Des milliers de personnes se sont réunies à Narbonne (Aude) le dimanche 5 juillet pour rendre hommage à Louis, un adolescent de 17 ans, victime d'une agression mortelle fin juin. La marche, qui a rassemblé des figures politiques comme Éric Zemmour et Marion Maréchal-Le Pen, a également vu la participation d'environ 400 identitaires.

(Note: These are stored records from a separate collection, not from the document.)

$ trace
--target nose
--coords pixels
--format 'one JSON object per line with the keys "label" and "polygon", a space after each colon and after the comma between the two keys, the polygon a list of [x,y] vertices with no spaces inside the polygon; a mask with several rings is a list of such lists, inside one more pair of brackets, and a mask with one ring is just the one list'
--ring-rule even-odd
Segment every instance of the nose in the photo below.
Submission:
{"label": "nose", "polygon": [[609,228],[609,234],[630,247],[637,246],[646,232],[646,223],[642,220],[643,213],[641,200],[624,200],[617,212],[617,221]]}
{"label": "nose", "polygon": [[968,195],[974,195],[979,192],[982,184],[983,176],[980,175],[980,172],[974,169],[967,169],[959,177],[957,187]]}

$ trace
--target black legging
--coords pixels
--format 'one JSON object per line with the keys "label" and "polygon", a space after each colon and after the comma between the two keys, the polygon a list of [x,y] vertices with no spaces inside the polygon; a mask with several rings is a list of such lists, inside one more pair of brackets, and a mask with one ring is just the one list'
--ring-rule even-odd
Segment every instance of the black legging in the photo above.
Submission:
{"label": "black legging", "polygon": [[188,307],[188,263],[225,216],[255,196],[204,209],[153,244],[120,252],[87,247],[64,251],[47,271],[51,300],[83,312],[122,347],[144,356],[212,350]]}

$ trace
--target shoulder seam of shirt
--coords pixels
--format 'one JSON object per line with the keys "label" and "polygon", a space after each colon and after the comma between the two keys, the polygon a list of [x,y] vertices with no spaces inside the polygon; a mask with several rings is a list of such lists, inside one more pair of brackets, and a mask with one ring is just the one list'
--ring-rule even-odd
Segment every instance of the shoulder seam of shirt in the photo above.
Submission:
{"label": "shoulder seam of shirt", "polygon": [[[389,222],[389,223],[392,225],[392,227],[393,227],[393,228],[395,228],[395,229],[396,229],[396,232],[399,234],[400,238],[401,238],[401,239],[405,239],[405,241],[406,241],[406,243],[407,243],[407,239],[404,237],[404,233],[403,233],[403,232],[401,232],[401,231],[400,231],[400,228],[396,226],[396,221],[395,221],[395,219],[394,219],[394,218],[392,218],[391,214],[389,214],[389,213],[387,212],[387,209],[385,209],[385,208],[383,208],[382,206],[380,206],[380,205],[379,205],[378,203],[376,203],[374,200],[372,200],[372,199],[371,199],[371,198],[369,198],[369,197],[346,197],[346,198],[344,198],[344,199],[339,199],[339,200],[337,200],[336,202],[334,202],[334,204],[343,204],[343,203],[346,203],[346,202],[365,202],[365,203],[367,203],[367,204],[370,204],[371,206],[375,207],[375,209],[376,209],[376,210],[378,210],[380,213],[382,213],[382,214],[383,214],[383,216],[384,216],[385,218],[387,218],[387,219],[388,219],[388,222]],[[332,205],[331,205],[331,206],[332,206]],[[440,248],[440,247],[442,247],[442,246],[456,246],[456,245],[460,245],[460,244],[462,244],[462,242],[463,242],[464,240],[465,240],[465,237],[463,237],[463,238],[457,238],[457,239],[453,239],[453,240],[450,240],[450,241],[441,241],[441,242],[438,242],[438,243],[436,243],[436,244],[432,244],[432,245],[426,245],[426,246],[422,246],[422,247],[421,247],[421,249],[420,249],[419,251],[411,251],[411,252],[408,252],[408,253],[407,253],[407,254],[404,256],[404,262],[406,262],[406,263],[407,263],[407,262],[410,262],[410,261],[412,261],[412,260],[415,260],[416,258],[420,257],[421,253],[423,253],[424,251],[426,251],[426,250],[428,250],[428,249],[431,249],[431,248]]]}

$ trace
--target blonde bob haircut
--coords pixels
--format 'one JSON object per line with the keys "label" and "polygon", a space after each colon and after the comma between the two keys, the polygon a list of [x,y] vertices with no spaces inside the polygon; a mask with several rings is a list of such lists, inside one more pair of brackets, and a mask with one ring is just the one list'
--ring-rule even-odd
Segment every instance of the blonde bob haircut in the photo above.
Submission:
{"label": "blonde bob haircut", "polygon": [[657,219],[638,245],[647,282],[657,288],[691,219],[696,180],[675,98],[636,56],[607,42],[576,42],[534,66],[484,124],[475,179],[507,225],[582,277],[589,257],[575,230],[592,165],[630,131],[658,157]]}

La mère de Louis a exprimé des demandes fermes pour un renforcement des peines en matière de justice pénale.
La majorité des participants étaient vêtus de blanc, selon un estimation de la police qui a évoqué la présence de 4 500 manifestants. Le cortège a parcouru la distance entre l’hôtel de ville et le lieu où Louis a été laissé par ses agresseurs, avant de succomber à ses blessures à l'hôpital, trois jours plus tard.
Au sein de la foule, des chants comme « La racaille en prison, ni oubli ni pardon » et « Français, défends-toi, tu es ici chez toi » résonnaient, accompagnés de nombreux drapeaux tricolores. La participation des identitaires semblait plus importante que lors d'un rassemblement antérieur, auquel la famille avait choisi de ne pas participer afin d'éviter toute récupération politique.
« Peine de mort ! Peine de mort ! »
« Je ne veux plus entendre parler d’excuses de minorité. (…) Mon fils avait une vie à construire, un avenir à créer. Il est inadmissible que ses agresseurs ne purgent que huit ou dix ans, voire moins », a déclaré la mère de Louis, qui a préféré rester anonyme, face à la foule en émotion.
Des résultats ont déjà été observés : cinq jeunes, dont trois mineurs âgés de 16 à 19 ans, ont été mis en examen pour tentative d’assassinat et placés en détention provisoire.
« Je me battrai pour qu’ils soient tous condamnés à trente ans minimum. Nous allons redonner tout son sens au mot perpétuité, et je le ferai pour toi, mon fils », a-t-elle ajouté, sous les applaudissements enthousiastes de la foule.
Tout au long de la marche, les participants ont exprimé leurs frustrations en appelant à un rétablissement de la peine capitale, scandant « Peine de mort ! Peine de mort ! » en signe de protestation.
Moins de 24 heures avant, environ 500 personnes avaient aussi manifesté à Carcassonne, suite à un appel de Nicolas Hervé, le père de Louis, lors d’un hommage moins politisé.